Over the past 20 plus years the Early Detection Research Network (EDRN) Data Management and Coordinating Center (DMCC), located at Fred Hutch Cancer Center, has served a vital role in co-ordinating network research activities, providing statistical support for study design and analysis, and developing innovative statistical methods for cancer biomarker development. The recently renewed DMCC will add a modeling capability for translation of novel biomarker performance to predicted clinical utility and outcomes. Dr Etzioni is one of the multi-PI’s for the renewal.
Detection bias occurs when the predicted risk of disease due to a specific risk factor is distorted by the association between cancer detection and that risk factor. Detection bias can be due to differential screening or biopsy across subgroups defined by a risk factor (e.g. family history) or to differential performance of an existing screening modality (e.g mammography performance for dense versus non-dense breasts). This project aims to use disease natural history modeling fit to data from a screened cohort to estimate the association between a risk factor and the risk of disease onset rather than between the risk factor and disease diagnosis. We examine natural history as a risk factor for prostate cancer using data from the SELECT prostate cancer prevention trial and race/ethnicity and breast density as risk factors for breast cancer using data from the Breast Cancer Surveillance Consortium.

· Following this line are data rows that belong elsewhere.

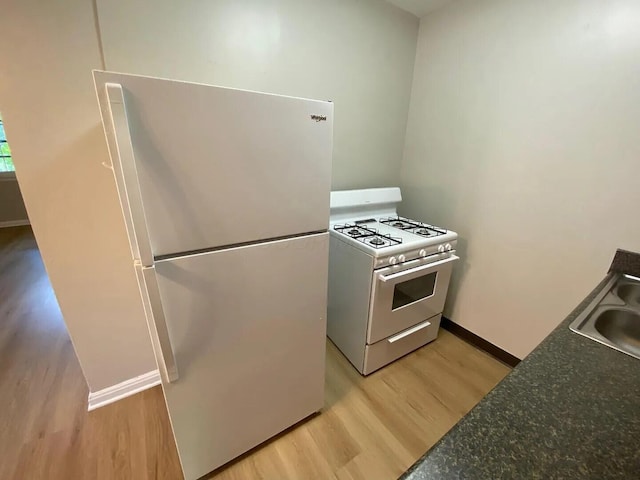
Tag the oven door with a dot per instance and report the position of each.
(408, 294)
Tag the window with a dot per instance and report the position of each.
(6, 162)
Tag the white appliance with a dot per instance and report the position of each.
(225, 196)
(388, 278)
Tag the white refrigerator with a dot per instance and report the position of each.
(225, 197)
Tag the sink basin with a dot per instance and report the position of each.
(613, 317)
(620, 327)
(629, 293)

Widespread PSA screening in the US has created an epidemic of low-risk prostate cancer, the vast majority of which is not lethal. Active surveillance (AS) is an increasingly popular option for managing low-risk prostate cancer, but no evidence-based standard exists for how to implement it. Several AS studies are ongoing but they constitute a loose collection of different approaches and their results cannot be readily compared or integrated. This Prostate Modeling to Identify Surveillance Strategies (PROMISS) research will determine an optimal approach to AS given patient characteristics and preferences.

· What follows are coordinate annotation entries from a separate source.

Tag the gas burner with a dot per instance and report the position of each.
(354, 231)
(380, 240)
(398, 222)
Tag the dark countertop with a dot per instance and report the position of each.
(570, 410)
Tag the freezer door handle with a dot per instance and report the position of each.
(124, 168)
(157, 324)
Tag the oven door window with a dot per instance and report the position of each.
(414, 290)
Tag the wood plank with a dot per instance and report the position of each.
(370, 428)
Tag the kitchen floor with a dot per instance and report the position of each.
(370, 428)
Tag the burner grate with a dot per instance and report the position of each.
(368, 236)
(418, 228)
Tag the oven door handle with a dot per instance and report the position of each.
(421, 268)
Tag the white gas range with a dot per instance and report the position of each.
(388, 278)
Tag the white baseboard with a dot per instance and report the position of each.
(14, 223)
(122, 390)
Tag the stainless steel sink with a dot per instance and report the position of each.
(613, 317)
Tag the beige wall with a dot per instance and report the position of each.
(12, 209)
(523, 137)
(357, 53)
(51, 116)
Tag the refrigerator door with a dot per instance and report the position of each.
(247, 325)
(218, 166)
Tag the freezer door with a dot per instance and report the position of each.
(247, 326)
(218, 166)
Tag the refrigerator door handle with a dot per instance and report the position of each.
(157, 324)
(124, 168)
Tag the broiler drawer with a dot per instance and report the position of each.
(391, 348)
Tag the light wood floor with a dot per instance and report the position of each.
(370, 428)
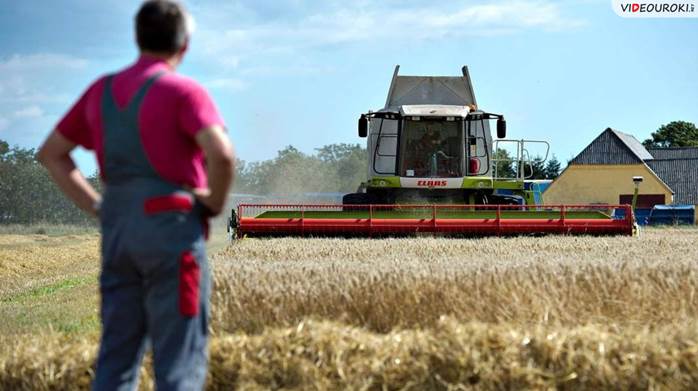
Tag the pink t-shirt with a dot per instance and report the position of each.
(174, 110)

Overdiagnosis, or the detection by screening of cases that would never become clinically diagnosed, is now recognized as the greatest potential harm of screening. Knowledge about overdiagnosis is critical for well-formed screening policies and for well-informed patient decision making. However, overdiagnosis depends on screening practices and personal factors and many published studies are biased or do not apply to populations that differ from those used for estimation. The Estimation and Communication of Overdiagnosis in Cancer Screening (Overdiagnosis) research will advance knowledge about how to validly estimate overdiagnosis and to provide concrete information about overdiagnosis associated with specific cancer screening settings to inform screening policy development and clinical decision making.

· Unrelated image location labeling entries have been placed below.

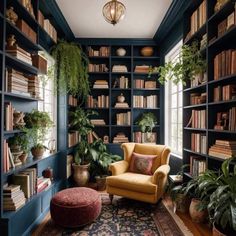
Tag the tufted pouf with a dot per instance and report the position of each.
(75, 207)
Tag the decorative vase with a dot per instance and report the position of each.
(120, 52)
(196, 215)
(81, 174)
(146, 51)
(101, 182)
(37, 152)
(121, 98)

Many cost effectiveness studies comparing methods to prevent, treat, or cure cancer do not have the time or the information to evaluate how the approaches being studied affect cancer deaths. Our goal is to develop a software system to translate the results of these studies into projections of the effects of the methods being compared on deaths due to the disease. Learn more about CANTRANce.
Clinical practice guidelines for prostate cancer screening impact millions of men at risk of a prostate cancer diagnosis. The research aims to improve how these guidelines are produced by providing policy makers with a computerized decision support tool that will quantify the benefit-harm tradeoffs associated with candidate guidelines.